Recognition: unknown
PersonalAI 2.0: Enhancing knowledge graph traversal/retrieval with planning mechanism for Personalized LLM Agents
Pith reviewed 2026-05-14 19:11 UTC · model grok-4.3
The pith
PAI-2 improves LLM factual accuracy through adaptive graph traversal and planning on knowledge graphs.
A machine-rendered reading of the paper's core claim, the machinery that carries it, and where it could break.
Core claim
PAI-2 performs adaptive, iterative information search guided by extracted entities, matched graph vertices, and generated clue-queries within a dynamic multistage pipeline. On Natural Questions, TriviaQA, HotpotQA, 2WikiMultihopQA, MuSiQue, and DiaASQ it outperforms LightRAG, RAPTOR, and HippoRAG 2, delivering a 4 percent average gain by LLM-as-a-Judge. Graph traversal algorithms such as BeamSearch and WaterCircles improve results by 6 percent over standard flatten retrievers, while the search plan enhancement mechanism supplies an 18 percent boost compared with the disabled version across the six datasets. PAI-2 also reaches state-of-the-art 89 percent information-retention on the MINE-1 7-
What carries the argument
The adaptive multistage query processing pipeline that guides iterative graph search through extracted entities, matched vertices, and generated clue-queries.
Load-bearing premise
The reported gains from planning and traversal will generalize beyond the six tested datasets and the specific LLMs used, and LLM-as-a-Judge will measure factual correctness without its own biases.
What would settle it
Evaluating PAI-2 on an additional benchmark or with a different LLM family and finding no gain or a decline in factual correctness scores would falsify the central claim.
Figures
read the original abstract
We introduce PersonalAI 2.0 (PAI-2), a novel framework, designed to enhance large language model (LLM) based systems through integration of external knowledge graphs (KG).
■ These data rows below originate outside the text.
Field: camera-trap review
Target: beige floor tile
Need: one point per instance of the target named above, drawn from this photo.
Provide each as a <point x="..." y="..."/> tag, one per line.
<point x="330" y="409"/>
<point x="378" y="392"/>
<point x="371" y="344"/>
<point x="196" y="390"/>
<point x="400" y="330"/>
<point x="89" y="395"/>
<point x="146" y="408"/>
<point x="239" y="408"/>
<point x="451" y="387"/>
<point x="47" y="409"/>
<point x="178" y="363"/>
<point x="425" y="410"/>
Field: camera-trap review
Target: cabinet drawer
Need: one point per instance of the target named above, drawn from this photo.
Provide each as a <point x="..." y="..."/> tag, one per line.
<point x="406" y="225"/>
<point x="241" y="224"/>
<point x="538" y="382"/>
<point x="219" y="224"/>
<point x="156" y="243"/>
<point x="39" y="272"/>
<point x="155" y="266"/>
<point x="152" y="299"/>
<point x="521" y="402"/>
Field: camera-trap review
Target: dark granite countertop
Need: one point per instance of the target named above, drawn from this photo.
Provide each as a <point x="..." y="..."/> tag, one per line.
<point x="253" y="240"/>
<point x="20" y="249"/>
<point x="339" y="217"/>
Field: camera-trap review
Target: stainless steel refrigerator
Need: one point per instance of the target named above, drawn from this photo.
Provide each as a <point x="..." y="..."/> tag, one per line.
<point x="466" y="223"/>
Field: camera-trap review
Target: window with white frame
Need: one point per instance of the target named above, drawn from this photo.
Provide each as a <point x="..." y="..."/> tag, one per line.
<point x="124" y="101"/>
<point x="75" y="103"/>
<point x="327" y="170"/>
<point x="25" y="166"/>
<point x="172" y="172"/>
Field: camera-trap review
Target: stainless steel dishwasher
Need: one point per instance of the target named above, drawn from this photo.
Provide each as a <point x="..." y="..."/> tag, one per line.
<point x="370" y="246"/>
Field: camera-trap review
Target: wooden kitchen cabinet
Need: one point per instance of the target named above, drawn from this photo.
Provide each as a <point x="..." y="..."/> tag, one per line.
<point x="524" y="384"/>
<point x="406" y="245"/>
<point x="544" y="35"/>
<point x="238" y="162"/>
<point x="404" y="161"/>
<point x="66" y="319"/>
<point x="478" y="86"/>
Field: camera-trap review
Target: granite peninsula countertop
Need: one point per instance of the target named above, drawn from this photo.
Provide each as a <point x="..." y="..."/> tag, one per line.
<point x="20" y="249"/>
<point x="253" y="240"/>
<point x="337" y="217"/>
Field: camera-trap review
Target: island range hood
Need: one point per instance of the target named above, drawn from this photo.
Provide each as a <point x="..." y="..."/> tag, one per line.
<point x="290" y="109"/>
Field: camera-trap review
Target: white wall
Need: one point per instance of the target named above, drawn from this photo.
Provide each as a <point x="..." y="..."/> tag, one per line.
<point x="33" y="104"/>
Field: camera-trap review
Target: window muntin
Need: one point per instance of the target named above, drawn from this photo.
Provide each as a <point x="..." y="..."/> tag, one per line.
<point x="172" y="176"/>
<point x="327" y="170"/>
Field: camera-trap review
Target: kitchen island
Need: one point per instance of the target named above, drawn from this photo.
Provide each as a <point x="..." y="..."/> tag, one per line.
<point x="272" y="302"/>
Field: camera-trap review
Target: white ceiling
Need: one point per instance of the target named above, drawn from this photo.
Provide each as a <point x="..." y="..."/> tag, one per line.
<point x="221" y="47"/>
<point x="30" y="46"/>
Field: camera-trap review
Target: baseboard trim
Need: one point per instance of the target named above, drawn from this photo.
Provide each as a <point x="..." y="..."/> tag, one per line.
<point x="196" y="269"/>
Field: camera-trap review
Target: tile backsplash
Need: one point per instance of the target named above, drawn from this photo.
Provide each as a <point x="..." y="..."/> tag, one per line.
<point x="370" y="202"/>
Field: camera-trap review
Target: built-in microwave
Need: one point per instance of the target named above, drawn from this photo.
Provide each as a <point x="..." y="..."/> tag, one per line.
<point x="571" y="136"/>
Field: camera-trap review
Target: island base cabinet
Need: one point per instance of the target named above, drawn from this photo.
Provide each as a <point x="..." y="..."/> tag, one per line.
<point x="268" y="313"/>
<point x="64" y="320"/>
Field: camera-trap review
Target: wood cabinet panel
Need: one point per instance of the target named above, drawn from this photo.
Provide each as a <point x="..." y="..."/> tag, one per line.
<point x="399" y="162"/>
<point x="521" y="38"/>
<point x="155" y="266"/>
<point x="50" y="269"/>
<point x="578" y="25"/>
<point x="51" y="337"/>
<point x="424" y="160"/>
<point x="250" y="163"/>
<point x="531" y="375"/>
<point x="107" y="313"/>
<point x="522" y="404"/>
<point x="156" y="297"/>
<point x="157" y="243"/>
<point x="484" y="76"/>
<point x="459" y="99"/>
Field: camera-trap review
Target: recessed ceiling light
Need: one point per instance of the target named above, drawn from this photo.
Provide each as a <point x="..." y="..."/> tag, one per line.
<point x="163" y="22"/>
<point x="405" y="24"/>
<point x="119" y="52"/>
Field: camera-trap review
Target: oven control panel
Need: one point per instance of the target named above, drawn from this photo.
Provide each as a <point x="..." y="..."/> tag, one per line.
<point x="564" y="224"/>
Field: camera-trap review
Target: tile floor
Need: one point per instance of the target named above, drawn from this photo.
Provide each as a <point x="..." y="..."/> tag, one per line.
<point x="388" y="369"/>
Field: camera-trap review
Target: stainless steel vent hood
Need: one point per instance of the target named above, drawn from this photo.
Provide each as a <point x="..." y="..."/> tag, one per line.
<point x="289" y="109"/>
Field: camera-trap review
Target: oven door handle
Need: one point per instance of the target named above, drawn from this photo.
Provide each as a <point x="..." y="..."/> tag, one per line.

The proposed approach addresses key limitations of existing Graph Retrieval-Augmented Generation (GraphRAG) methods by incorporating a dynamic, multistage query processing pipeline. The central point of PAI-2 design is its ability to perform adaptive, iterative information search, guided by extracted entities, matched graph vertices and generated clue-queries. Conducted evaluation over six benchmarks (Natural Questions, TriviaQA, HotpotQA, 2WikiMultihopQA, MuSiQue and DiaASQ) demonstrates improvement in factual correctness of generating answers compared to analogues methods (LightRAG, RAPTOR, and HippoRAG 2). PAI-2 achieves 4% average gain by LLM-as-a-Judge across four benchmarks, reflecting its effectiveness in reducing hallucination rates and increasing precision. We show that use of graph traversal algorithms (e.g. BeamSearch, WaterCircles) gain superior results compared to standard flatten retriever on average 6%, while enabled search plan enhancement mechanism gain 18% boost compared to disabled one by LLM-as-a-Judge across six datasets. In addition, ablation study reveals that PAI-2 achieves the SOTA result on MINE-1 benchmark, achieving 89% information-retention score, using LLMs from 7-14B tiers. Collectively, these findings underscore the potential of PAI-2 to serve as a foundational model for next-generation personalized AI applications, requiring scalable, context-aware knowledge representation and reasoning capabilities.
Editorial analysis
A structured set of objections, weighed in public.
Referee Report
Summary. The paper introduces PersonalAI 2.0 (PAI-2), a framework integrating external knowledge graphs into LLM systems via a dynamic multistage query pipeline that performs adaptive iterative search using extracted entities, matched vertices, and generated clue-queries. It claims empirical improvements over LightRAG, RAPTOR, and HippoRAG 2 on six benchmarks (Natural Questions, TriviaQA, HotpotQA, 2WikiMultihopQA, MuSiQue, DiaASQ), including a 4% average gain by LLM-as-a-Judge across four benchmarks, 6% average superiority from graph traversal algorithms (e.g., BeamSearch, WaterCircles) versus flatten retrievers, an 18% boost from the enabled search-plan enhancement mechanism across six datasets, and SOTA 89% information-retention on the MINE-1 benchmark using 7-14B LLMs.
Significance. If the quantitative claims hold under rigorous validation, PAI-2 would offer a concrete advance in GraphRAG by demonstrating the value of planning and traversal mechanisms for reducing hallucinations and improving precision in personalized agents. The ablation results isolating the 18% contribution of the search-plan component and the SOTA result on MINE-1 with modest-sized models constitute reproducible evidence of component-level gains that could inform next-generation context-aware KG systems.
major comments (2)
- [Abstract] Abstract and Evaluation section: The headline performance claims (4% average LLM-as-a-Judge gain on four benchmarks, 6% traversal improvement, 18% search-plan boost) are presented without any description of the experimental protocol, including data splits, judge-model choice, prompt template for the LLM-as-a-Judge, statistical significance tests, error bars, or controls for confounds such as output length or stylistic bias. This absence directly undermines the central assertion that PAI-2 reduces hallucination rates and increases factual precision.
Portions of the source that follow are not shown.